The festival was a lot of fun yesterday. It felt like the real, bona fide event that it is. We sold our tickets to today's activities so we could buy some groceries for the week. Beers inside were $6 or $7 a pop, so we bought a sixer of Red Tail Ales - brewed right up the coast in Mendocino - for $6.99 and got back to the grindstone. I love stay-at-home Sundays anyway, just about more than anything else in the world (save a comfortable, intimate Shabbat).
On my way back from the market I decided to get some more loose tea, as my supplies are running low, and wandered into Aroma Tea Shop on Polk St (1806, to be exact). I had it in mind to buy 2-4oz. of a single tea and leave. They had other ideas. The lovely girl behind the counter offered me a sample of one of their aged teas, and her co-worker - as she replaced the store-front samples - offered me two more, then launched into a 10 minute lesson on the origin of all teas, the differences between them, and why this is important. He even showed me pictures of the land in China where he personally collects their leaves. Did you know that essentially all teas come from the same plant? How are there so many different teas then? The processes of drying and oxidizing are crucial in the development of a tea leaf used for drinking.
When you steep the leaves, what you are drinking, basically, are the oils produced by the plant. This seems obvious but is not something I really thought about before. Because of this, the drying method determines to a large degree what type of tea you should expect. Is it dried in the sun? In an oven? In a cool, dark room? Check out wiki
After buying 2oz. each of Russian Black and a special in-home blend (Aroma Tea makes their own flavored teas by expertly mixing the leaves with oil, herbs, and spices - trust me, he let me smell a dozen or more), I started off for home. Because I had stopped at two grocers, I was carrying the second's goods in-hand: OJ and veggie-dog buns. A homeless woman whom I have seen before (I know because she keeps her two fat cats ribboned-up in a baby stroller) asked me for a drink of OJ. "No," I said. "Sorry. Oh, if you have a cup I could pour some in." I looked down and she did have a cup, but there was change in it. "It's dirty," she said. "I don't want to get sick." She made a pucker with her lips and I looked around to see if there were any other obvious cups about. Nope. "I'm sorry," I said. If you had a cup I'd be glad to give you some." That was true. I was sorry I couldn't. Several other bums across the street watched this intently, I realized, walking across the street toward them. I wonder what they were thinking.

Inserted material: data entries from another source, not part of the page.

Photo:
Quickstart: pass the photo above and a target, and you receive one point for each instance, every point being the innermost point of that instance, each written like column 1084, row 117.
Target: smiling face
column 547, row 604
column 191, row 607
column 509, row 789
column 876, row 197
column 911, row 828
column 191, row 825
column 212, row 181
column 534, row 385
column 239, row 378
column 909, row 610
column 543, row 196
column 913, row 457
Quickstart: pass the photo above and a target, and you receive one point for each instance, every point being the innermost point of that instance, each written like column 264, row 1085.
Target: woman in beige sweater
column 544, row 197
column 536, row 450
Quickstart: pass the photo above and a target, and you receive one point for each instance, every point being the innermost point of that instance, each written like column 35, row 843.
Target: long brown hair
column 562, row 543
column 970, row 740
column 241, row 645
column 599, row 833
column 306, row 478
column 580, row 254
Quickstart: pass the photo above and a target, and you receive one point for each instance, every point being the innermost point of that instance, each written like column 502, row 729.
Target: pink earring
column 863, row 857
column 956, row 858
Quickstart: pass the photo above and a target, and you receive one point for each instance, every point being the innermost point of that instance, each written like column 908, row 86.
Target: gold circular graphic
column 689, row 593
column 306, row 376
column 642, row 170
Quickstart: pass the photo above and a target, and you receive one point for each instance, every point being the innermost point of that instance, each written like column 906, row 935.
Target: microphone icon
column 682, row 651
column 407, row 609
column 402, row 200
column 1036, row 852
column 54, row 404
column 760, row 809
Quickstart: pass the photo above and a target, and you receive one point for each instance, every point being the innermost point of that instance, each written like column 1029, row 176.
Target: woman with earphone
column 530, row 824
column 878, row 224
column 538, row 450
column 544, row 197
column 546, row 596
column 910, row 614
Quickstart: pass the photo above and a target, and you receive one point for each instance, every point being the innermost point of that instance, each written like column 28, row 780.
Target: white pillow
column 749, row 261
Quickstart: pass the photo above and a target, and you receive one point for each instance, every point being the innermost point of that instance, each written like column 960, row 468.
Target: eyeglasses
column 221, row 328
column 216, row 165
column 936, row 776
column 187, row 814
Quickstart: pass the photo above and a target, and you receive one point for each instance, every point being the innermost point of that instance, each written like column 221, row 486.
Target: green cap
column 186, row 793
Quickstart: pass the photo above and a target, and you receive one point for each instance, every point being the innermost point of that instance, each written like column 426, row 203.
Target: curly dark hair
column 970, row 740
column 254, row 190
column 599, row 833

On my way to shop and on my way back both I realized I was happy, smiling deep down and not singing, really, except the lyrics: "Lonely little love dog that / no one knows the name of" (TV on the Radio). I am in no rush now for anything. I want to slow things down. I love life here, want it to continue. I want roots to grow. On the way back I heard the lyric: "Something slow has / started in me as / shameless as an ocean / mirrored in devotion" (same song: Love Dog) and it seems perfect for me now. Humbled by the disappearance of my bike (I'm going to say from now on that my bike left me) I am bent on refocusing, and on my walk to the store today, after my decision to sell today's ticket for groceries, a feeling of recognition and affirmation began to turn the wind around me into that of yesteryear. I remembered who I was five years ago in Charlotte, walking across the street to Harris Teeter; I remembered who I was even before that, sitting in my parent's chaise with the same shirt on I'm wearing now... I don't know, I just felt autonomous, complete, and though certainly not perfect or satisfied or in love with any -one or -thing particular, I felt fucking right. You know? I hope to get some good work done tonight. Soon after my homemade pizza dough's ready for baking and consumption!